# Favorite Kush plugs? And why?



## brett (May 28, 2018)

They’re on special for another day so any thoughts?

I’m looking seriously at Clariphonic but educate me!


----------



## X-Bassist (May 28, 2018)

Clariphonic can add some sweet clarity that I’ve not heard from any other Harmonic Distortion plugin, and I own many.

Omega N is a great sounding pre that can help signals that need some analog warmth.

Novotron has some great compression, makes things sound punchier and tighter,and actually makes many things sound better the more you push it. I have not seen this from any other compressor I own (though UHe’s compressor is close, and for transparent compression I use fabfilter C2 or MB or L2  )

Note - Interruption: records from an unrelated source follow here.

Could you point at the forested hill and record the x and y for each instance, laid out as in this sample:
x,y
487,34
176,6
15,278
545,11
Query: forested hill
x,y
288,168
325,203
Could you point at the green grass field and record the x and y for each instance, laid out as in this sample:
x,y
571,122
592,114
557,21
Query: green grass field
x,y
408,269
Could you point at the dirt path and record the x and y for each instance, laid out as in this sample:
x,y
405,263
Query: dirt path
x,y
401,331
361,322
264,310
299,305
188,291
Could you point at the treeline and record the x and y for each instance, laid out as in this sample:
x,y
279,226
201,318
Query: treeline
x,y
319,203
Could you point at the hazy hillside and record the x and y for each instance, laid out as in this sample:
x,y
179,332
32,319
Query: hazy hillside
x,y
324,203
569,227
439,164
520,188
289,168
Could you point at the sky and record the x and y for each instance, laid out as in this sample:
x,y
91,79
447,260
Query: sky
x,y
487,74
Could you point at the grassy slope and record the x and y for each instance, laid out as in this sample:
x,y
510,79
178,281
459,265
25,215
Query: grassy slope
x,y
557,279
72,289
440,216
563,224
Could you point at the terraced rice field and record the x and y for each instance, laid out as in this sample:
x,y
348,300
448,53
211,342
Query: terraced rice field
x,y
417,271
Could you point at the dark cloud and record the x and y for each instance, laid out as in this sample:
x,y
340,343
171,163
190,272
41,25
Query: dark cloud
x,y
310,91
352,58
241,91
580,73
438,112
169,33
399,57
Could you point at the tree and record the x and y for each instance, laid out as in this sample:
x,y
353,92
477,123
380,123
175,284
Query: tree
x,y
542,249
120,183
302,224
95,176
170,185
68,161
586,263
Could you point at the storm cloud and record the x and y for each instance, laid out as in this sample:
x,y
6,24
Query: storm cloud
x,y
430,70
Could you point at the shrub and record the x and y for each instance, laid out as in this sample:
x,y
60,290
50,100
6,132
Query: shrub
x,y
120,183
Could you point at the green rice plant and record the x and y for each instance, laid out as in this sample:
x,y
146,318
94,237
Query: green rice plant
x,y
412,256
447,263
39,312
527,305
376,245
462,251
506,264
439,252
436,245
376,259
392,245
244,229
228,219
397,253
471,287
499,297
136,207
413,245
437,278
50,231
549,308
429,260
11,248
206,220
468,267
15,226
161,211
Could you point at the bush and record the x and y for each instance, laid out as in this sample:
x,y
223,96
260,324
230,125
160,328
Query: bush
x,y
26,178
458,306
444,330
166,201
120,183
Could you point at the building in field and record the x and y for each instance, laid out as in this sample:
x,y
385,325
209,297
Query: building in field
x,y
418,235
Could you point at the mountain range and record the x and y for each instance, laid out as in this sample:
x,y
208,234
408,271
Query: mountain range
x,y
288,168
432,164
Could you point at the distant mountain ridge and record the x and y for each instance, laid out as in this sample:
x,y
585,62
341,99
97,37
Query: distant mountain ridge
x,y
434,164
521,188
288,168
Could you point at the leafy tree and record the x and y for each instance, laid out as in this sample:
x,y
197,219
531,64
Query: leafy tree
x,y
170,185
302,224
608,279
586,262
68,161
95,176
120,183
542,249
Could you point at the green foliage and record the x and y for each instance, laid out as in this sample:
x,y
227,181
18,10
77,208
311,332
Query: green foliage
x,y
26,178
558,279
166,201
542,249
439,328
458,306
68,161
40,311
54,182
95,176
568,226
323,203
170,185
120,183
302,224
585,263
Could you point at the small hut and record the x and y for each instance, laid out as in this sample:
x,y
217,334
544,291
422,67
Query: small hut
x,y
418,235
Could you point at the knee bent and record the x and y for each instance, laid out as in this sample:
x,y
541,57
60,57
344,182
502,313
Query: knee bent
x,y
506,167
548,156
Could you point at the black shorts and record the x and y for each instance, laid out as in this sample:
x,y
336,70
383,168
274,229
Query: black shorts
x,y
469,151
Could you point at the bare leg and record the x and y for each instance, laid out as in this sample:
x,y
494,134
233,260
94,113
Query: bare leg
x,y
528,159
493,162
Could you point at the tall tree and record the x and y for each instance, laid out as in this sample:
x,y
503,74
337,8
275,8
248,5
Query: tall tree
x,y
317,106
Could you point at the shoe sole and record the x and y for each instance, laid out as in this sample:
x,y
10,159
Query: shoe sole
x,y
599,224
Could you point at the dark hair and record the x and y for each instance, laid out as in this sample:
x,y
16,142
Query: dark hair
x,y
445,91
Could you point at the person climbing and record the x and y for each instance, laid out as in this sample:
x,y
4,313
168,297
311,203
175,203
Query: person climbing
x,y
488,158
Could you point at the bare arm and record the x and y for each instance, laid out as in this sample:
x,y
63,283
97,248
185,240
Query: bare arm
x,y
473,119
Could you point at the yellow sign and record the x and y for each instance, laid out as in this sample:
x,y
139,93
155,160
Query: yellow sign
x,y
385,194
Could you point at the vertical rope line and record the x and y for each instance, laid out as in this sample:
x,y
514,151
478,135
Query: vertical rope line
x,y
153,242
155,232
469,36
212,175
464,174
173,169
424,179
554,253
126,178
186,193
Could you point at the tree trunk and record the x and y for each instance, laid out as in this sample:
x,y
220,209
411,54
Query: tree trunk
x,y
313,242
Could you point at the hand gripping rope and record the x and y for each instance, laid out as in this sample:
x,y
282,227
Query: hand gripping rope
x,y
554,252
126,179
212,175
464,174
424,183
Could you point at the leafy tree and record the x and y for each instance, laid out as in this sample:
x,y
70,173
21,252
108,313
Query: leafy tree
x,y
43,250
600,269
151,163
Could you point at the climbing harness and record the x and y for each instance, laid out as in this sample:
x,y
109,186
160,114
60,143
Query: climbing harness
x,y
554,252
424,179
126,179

These are the three I use the most.


----------



## brett (May 28, 2018)

Thanks for that X. I’ll do some more homework on omega and novotron


----------



## kgdrum (May 28, 2018)

the Omega 458a is wonderful for tube /distortion. It's really a beautiful plugin(in a filthy way)  
for $20 you can't go wrong.
There's a long thread on GS you should check out.

https://www.gearslutz.com/board/pro...sformer-458a-kush-tubes-itb.html#post12414412



Also the UBK1 plugin is a great compressor,Greg is an extremely talented developer, he has passion & a great set of ears.


----------



## Silence-is-Golden (May 28, 2018)

Clariphonic and omega N user indeed. As said by others it adds good warmth &clarity to the overal and/or individual tracks(differentiate between orchestral and hybrids off course)

Omega N on a guitar sound f.e. (Like the slide electric from the orange guy) makes it much more lively and harmonicly richer.

Eyeballing the “deflector” from sli-fi digital....


----------



## Henu (May 29, 2018)

Omega A is excellent for aggression and punch, N is great for warming up the sound. They are also both ridiculously low- priced for their value. However, my absolute workhorse is Novatron, which has replaced my hardware on mastering completely. I refuse to master _anything_ without it nowadays, haha!


----------



## brett (May 29, 2018)

Ended up picking up Clariphonic, two of the Omegas and Novatron. And I only planned on getting Clariphonic...

Thanks for all your comments

B


----------



## ceemusic (Jun 2, 2018)

Make sure to check out the new Reddi DI too.
A long time user of Greg's plugins I still use Clariphonic, UBK-1, 458a the most.


----------



## thebob (Jun 4, 2018)

too bad I did not see this I had them for sale (not novatron though, already gone)

(and I like all of them, I just took the subscription mode)


----------



## Wes Antczak (Jul 2, 2018)

House of Kush is having a Fouth of July sale in case anyone missed these back in June.

https://www.thehouseofkush.com/store


----------



## Zoot_Rollo (Jul 3, 2018)

UBK-1 and Omega 458a here.

curious about the REDDI.


----------